Glen Renfrew, who guided Reuters, the British news and financial information company, through a decade of meteoric profit growth, will step down as chief executive in March.
He will be replaced by Peter Job, a 49-year-old Reuters veteran who started as a journalist before moving up the management ladder to his current post as managing director for Reuters in Asia.
The announcement comes during a bumpy but still profitable year for Reuters which, in Renfrew’s words, included a “high number” of cancellations of the company’s financial services.
Reuters, based in London, compiles and distributes news and financial information for financial markets, businesses, news agencies, newspapers and broadcast outlets.
Just three weeks ago, the publicly owned company said it would cut 300 jobs from its work force of 10,500 and delay the launch of a new automatic foreign exchange dealing system because of unsettled market conditions.

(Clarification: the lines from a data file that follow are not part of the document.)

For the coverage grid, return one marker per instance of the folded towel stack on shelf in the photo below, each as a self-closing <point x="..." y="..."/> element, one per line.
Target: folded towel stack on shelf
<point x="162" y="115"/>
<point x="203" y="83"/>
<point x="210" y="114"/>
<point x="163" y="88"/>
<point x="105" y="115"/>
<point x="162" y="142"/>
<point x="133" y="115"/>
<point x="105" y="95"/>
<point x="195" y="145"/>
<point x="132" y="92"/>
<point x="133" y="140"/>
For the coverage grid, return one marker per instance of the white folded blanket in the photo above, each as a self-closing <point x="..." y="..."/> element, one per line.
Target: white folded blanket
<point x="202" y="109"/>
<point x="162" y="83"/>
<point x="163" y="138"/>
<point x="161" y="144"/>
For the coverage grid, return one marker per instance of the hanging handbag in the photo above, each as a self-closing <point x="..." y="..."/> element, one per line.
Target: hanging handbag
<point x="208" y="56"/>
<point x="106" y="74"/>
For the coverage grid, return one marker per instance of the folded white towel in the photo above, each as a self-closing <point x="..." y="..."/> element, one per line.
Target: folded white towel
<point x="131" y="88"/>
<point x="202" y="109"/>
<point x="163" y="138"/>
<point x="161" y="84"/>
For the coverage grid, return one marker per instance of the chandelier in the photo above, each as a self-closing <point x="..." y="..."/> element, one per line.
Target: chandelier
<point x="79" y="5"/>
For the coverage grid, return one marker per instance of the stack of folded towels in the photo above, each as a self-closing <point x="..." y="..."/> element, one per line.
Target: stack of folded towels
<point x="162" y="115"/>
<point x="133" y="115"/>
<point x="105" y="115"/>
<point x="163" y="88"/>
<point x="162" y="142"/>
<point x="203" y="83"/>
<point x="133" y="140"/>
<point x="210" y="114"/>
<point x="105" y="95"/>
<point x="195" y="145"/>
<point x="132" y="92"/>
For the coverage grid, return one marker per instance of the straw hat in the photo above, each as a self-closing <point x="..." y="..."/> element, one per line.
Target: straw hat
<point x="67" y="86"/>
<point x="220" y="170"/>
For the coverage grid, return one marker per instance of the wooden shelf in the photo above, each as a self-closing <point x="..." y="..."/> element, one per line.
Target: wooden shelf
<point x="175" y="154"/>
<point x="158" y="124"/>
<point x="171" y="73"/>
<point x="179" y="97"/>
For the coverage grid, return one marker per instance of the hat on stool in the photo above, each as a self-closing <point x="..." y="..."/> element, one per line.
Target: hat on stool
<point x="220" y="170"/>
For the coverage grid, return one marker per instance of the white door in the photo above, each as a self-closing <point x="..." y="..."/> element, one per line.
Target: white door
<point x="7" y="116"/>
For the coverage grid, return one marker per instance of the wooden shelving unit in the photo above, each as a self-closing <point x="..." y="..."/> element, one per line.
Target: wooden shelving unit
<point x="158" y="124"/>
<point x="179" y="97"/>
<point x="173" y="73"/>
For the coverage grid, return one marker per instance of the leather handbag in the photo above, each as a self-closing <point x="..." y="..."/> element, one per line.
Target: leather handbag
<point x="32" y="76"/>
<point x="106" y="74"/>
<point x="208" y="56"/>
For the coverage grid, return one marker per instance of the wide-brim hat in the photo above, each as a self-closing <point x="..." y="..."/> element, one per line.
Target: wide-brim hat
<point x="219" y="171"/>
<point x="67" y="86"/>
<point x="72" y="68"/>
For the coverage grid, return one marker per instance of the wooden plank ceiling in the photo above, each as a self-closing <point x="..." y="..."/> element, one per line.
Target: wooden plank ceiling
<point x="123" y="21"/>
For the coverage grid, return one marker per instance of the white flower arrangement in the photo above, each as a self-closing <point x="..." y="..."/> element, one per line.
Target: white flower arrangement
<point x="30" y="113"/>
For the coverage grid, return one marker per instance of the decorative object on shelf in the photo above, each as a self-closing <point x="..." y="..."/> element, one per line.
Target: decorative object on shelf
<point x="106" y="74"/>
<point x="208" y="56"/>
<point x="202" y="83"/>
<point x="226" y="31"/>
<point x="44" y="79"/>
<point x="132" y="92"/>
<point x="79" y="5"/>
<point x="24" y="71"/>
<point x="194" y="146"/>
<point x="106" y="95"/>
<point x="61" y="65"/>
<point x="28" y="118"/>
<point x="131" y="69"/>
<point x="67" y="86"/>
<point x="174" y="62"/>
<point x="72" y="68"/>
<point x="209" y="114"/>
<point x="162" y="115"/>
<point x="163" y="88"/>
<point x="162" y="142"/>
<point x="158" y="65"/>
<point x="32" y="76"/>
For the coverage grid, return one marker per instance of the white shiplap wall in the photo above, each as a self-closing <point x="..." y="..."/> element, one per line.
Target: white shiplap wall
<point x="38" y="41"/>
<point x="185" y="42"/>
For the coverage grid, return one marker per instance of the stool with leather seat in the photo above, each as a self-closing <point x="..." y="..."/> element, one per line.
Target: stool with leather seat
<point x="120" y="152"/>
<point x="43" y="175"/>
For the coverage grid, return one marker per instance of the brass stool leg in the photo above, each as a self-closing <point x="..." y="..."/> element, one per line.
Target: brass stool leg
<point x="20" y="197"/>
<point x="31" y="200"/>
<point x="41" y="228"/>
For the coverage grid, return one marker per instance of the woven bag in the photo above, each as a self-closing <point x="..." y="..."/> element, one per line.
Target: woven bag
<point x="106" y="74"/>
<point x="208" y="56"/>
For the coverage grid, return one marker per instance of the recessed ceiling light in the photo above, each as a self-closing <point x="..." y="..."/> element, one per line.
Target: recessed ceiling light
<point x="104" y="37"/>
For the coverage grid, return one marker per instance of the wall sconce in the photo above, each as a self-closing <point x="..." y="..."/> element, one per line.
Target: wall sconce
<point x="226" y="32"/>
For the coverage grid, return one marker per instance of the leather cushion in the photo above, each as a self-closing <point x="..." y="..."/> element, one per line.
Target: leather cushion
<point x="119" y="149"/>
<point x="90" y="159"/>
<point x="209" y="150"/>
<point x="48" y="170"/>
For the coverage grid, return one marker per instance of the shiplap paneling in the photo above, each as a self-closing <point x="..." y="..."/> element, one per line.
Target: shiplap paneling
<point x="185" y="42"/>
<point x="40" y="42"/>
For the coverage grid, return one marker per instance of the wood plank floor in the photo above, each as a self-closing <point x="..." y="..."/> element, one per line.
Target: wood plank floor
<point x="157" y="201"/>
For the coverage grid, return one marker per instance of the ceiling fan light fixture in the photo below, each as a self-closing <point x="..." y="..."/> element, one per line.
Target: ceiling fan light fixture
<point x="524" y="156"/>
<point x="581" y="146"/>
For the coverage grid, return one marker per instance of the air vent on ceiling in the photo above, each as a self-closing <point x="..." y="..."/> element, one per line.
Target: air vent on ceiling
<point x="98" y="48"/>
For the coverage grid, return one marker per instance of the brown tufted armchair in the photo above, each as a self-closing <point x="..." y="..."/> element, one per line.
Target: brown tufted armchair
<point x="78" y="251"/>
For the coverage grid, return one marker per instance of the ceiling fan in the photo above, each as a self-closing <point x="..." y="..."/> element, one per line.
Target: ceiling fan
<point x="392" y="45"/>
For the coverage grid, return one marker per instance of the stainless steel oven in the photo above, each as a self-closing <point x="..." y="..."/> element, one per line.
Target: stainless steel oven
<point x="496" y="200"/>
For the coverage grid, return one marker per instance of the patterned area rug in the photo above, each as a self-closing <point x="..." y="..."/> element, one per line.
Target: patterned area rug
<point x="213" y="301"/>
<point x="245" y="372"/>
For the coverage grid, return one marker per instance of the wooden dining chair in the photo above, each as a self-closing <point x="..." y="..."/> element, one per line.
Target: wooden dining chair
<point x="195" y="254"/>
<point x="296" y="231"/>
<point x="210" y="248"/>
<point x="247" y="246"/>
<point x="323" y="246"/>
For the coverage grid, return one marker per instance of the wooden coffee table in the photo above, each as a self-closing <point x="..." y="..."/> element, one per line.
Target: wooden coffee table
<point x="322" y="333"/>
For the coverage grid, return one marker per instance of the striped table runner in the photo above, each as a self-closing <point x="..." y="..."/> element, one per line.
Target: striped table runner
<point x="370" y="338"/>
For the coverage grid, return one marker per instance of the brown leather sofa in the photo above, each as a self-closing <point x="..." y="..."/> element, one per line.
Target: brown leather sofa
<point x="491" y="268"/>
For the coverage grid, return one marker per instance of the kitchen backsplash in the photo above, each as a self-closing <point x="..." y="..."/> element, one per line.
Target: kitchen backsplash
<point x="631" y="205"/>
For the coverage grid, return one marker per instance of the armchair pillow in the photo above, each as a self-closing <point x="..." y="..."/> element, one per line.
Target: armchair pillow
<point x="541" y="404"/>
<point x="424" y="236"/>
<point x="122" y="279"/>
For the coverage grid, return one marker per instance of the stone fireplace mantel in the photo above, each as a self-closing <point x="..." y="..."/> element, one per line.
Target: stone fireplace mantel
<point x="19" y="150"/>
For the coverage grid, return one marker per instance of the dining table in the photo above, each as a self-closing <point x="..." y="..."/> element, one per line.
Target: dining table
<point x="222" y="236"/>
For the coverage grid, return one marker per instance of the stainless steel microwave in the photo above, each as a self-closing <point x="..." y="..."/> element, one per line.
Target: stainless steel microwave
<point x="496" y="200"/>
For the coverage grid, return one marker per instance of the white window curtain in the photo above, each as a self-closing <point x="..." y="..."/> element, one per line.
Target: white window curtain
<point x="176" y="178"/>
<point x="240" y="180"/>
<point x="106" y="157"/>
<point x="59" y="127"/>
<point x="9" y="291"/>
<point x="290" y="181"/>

Reuters Chairman Sir Christopher Hogg said at a news conference that the decision to change chief executives had nothing to do with the company’s performance this year. The agency said it still would have record pretax profit of about $627 million, even after absorbing severance pay worth $19.6 million.

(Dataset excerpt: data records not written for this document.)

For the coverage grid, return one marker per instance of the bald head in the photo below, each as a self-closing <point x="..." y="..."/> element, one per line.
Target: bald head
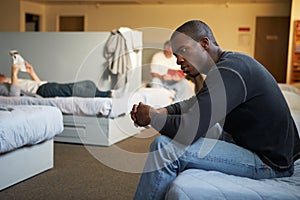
<point x="197" y="30"/>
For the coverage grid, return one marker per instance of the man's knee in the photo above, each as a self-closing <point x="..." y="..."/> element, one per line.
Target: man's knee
<point x="159" y="142"/>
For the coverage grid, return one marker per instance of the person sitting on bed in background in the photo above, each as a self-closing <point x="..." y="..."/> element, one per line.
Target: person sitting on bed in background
<point x="167" y="74"/>
<point x="36" y="87"/>
<point x="239" y="93"/>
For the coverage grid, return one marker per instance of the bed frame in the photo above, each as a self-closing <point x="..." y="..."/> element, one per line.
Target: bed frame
<point x="83" y="60"/>
<point x="96" y="130"/>
<point x="25" y="162"/>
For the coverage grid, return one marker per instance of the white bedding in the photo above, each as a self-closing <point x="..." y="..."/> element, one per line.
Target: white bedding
<point x="104" y="107"/>
<point x="27" y="125"/>
<point x="67" y="105"/>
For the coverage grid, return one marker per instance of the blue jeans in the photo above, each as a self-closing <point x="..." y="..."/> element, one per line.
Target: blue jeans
<point x="78" y="89"/>
<point x="168" y="158"/>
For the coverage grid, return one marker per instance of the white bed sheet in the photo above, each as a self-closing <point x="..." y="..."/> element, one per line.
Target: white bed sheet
<point x="27" y="125"/>
<point x="67" y="105"/>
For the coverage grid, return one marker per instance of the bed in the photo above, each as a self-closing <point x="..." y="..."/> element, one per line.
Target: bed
<point x="97" y="121"/>
<point x="74" y="57"/>
<point x="195" y="184"/>
<point x="26" y="141"/>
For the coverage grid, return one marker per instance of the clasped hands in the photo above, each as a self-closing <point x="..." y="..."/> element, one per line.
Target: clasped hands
<point x="140" y="114"/>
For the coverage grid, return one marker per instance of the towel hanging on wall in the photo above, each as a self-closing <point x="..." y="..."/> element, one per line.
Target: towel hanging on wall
<point x="117" y="55"/>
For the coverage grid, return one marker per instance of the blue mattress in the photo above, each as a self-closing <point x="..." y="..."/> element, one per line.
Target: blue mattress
<point x="199" y="184"/>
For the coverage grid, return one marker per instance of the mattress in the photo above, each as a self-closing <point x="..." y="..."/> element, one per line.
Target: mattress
<point x="67" y="105"/>
<point x="28" y="125"/>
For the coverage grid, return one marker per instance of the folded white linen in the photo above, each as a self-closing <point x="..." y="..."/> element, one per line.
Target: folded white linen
<point x="28" y="125"/>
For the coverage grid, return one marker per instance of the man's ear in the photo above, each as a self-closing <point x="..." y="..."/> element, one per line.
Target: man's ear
<point x="204" y="42"/>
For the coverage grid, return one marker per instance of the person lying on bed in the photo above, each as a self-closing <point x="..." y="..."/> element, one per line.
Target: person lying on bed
<point x="240" y="94"/>
<point x="36" y="87"/>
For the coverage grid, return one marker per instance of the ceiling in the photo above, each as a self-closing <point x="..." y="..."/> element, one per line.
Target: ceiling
<point x="132" y="2"/>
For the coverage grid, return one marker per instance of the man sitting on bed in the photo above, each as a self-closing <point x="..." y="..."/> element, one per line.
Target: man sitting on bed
<point x="240" y="94"/>
<point x="36" y="87"/>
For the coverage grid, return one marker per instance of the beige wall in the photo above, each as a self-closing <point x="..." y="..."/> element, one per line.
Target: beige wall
<point x="163" y="19"/>
<point x="9" y="15"/>
<point x="295" y="15"/>
<point x="32" y="8"/>
<point x="156" y="21"/>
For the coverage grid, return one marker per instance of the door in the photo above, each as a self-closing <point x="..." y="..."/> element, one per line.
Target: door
<point x="271" y="45"/>
<point x="32" y="22"/>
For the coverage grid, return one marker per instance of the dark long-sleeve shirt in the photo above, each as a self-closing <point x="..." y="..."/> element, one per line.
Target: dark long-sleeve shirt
<point x="241" y="95"/>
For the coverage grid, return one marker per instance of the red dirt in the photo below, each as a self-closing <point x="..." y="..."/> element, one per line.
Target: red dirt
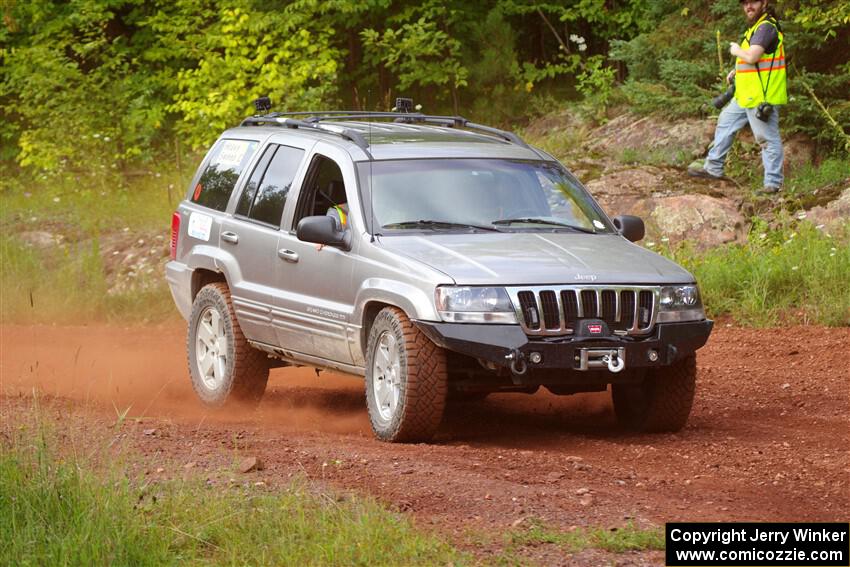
<point x="768" y="439"/>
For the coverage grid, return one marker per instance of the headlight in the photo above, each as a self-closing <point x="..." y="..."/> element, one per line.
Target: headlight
<point x="474" y="305"/>
<point x="680" y="303"/>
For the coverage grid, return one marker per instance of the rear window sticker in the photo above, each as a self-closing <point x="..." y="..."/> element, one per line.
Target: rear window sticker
<point x="232" y="152"/>
<point x="199" y="226"/>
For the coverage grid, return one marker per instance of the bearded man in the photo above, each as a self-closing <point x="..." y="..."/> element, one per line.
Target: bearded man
<point x="760" y="88"/>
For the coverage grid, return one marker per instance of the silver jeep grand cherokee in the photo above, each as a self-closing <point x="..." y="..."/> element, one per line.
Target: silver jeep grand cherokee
<point x="436" y="257"/>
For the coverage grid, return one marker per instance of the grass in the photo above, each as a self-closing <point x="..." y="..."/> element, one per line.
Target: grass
<point x="66" y="281"/>
<point x="798" y="273"/>
<point x="56" y="509"/>
<point x="625" y="539"/>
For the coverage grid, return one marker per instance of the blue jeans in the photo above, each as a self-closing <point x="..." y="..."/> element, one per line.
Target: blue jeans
<point x="732" y="118"/>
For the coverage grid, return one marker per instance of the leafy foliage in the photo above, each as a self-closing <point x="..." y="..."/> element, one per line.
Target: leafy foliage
<point x="94" y="86"/>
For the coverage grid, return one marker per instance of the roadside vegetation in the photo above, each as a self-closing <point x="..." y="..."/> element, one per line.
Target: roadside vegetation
<point x="59" y="506"/>
<point x="796" y="274"/>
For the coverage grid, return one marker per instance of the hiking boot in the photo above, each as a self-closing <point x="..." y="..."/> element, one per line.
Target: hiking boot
<point x="697" y="170"/>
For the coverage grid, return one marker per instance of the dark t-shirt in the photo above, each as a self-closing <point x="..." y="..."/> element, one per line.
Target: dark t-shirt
<point x="766" y="36"/>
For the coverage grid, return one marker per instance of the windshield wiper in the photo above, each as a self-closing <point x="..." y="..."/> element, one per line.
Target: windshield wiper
<point x="439" y="224"/>
<point x="534" y="220"/>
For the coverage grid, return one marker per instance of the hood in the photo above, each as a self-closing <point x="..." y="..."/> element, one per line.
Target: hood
<point x="527" y="258"/>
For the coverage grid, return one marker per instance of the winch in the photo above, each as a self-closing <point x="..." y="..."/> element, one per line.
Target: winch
<point x="612" y="358"/>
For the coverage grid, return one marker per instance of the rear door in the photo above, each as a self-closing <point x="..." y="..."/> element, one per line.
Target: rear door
<point x="251" y="236"/>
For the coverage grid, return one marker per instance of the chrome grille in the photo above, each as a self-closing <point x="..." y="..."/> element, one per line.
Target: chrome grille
<point x="556" y="310"/>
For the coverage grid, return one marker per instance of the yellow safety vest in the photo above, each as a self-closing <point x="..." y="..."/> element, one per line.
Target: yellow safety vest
<point x="766" y="80"/>
<point x="341" y="215"/>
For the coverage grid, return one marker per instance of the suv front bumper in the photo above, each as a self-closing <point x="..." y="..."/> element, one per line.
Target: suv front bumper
<point x="502" y="344"/>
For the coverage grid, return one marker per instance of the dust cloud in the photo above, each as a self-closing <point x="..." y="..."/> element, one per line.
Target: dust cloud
<point x="144" y="368"/>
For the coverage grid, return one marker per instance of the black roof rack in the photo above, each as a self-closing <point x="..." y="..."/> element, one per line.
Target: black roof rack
<point x="313" y="119"/>
<point x="278" y="119"/>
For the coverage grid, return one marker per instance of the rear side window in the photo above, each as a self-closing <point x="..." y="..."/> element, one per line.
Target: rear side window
<point x="228" y="159"/>
<point x="265" y="194"/>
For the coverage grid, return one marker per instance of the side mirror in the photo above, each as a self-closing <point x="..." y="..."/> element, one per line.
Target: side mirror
<point x="631" y="227"/>
<point x="322" y="229"/>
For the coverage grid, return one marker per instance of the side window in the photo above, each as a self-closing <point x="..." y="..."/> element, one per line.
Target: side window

Hogg said Renfrew, 62, had informed the board 15 months ago of his decision to retire after a successor had been picked.
“The whole process has been a planned one,” said Hogg, who paid tribute to Renfrew for leading Reuters through “a period of quite outstanding growth and prosperity” as chief executive and managing director.
Hogg said Renfrew had already stayed two years beyond the normal pensionable age for senior Reuters executives. Mandatory retirement is at 65.

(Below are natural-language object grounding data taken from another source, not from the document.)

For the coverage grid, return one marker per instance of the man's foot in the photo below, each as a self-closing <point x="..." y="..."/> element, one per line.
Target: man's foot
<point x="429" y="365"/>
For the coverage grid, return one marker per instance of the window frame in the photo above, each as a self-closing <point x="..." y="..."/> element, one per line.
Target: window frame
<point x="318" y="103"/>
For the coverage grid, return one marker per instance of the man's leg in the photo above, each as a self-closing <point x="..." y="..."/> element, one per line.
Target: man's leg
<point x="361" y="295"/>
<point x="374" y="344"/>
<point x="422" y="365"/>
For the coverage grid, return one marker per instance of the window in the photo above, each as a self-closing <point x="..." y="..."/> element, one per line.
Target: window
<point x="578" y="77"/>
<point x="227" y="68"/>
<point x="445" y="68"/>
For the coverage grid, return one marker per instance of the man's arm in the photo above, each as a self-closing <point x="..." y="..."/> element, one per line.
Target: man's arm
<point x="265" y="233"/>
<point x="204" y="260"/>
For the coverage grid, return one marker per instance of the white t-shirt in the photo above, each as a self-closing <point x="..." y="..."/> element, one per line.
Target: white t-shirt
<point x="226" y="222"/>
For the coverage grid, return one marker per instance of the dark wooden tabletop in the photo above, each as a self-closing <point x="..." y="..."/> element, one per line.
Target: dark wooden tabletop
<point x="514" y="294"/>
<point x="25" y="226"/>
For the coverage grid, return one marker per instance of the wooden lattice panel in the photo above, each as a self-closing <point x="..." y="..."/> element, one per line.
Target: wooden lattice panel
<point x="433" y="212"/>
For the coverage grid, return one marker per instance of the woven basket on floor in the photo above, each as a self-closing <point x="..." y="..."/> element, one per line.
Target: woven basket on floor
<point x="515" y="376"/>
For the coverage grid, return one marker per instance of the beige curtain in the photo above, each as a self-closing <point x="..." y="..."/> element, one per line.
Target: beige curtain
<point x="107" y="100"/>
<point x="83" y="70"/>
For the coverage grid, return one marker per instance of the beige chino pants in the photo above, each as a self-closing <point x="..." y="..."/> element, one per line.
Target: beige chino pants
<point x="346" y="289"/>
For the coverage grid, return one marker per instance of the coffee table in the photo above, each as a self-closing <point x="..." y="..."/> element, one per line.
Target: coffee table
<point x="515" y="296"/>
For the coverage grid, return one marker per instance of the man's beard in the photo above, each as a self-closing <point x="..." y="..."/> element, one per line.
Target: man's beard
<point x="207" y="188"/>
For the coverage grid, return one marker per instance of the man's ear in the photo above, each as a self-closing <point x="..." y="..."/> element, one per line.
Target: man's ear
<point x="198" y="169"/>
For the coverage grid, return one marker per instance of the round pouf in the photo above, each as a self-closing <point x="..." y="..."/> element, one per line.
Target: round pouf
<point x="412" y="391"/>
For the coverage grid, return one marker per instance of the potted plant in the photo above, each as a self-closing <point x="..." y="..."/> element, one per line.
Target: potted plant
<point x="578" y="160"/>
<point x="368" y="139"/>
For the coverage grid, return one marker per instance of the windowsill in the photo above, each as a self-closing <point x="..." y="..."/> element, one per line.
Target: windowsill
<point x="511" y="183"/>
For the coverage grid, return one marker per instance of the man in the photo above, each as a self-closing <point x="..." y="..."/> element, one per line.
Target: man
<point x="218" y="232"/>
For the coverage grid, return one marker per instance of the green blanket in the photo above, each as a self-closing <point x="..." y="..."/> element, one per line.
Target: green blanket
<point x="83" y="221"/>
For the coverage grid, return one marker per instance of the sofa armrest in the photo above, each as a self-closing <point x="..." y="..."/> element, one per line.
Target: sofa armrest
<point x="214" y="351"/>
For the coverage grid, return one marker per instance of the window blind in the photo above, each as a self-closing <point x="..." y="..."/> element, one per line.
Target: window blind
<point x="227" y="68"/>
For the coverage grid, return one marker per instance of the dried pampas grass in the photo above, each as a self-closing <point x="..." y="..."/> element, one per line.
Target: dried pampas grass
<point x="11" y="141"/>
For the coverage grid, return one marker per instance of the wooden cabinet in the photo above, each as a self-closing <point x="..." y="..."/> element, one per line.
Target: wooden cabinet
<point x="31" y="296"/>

Job, a graduate of Oxford University, served as a foreign correspondent and news executive in India, Malaysia, Indonesia, Britain and Latin America before moving into business management in 1974. He has been head of Reuters Asia since 1988.
Renfrew, an Australian, joined Reuters in London in 1952 after graduating from Sydney University. He was in charge of Reuters’ North American operations from 1971 until his promotion to chief executive in 1981.